Sementara terkait dengan tingginya minat masyarakat setempat atau warga NTT pada umumnya yang hendak berkunjung namun hanya sebatas berwisata foto selfie, pihaknya memberi keleluasaan.
"Dengan catatan kunjungan wisata foto di sekeliling PLBN ini saat bukan jam kerja atau hari libur. Mereka dipersilahkan untuk berfoto karena kemegahan PLBN disini menjadi daya tarik tersendiri. Bahkan berdasarkan data di buku tamu, wisatawan yang berkunjung kesini bisa mencapai 100 orang lebih," ujarnya.
Sebab, lanjut dia, Kabupaten Malaka ini hanya gedung PLBN Motamasin saja yang paling bagus. Pihaknya bangga karena meski sepi pelintas, tapi luas areanya masih lebih besar PLBN Motamasin dibandingkan Mota'ain dan Motamasin.
"Sebab akses pintu masuk ke Dili, ibukota Timor Leste bukan disini, tapi di Mota'ain. Kalau Motamasin hanya ke Kota Suai untuk ke Dili jalannya lebih parah, makanya banyak pelintas dari Tumor Leste maupun sebaliknya lebih memilih PLBN Mota'ain," ujar dia.

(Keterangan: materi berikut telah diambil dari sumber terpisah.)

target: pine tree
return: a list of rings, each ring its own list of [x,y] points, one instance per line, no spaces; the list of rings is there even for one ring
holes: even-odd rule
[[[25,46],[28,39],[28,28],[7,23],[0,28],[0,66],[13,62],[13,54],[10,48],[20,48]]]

Dia mengaku hingga saat ini nyaris tak ada kendala dalam melakukan pelayanan, hanya dibutuhkan tambahan Sumber Daya Manusia (SDM) saja.
"Keterbatasan teknis operasional karena jumlah SDM kurang, terutama unsur pelayan, karantina, bea cukai dan imigrasi. Jadi aksesnya yang kita pakai baru gedung utama saja, padahal sudah banyak gedung sekitar sini dibangun," paparnya.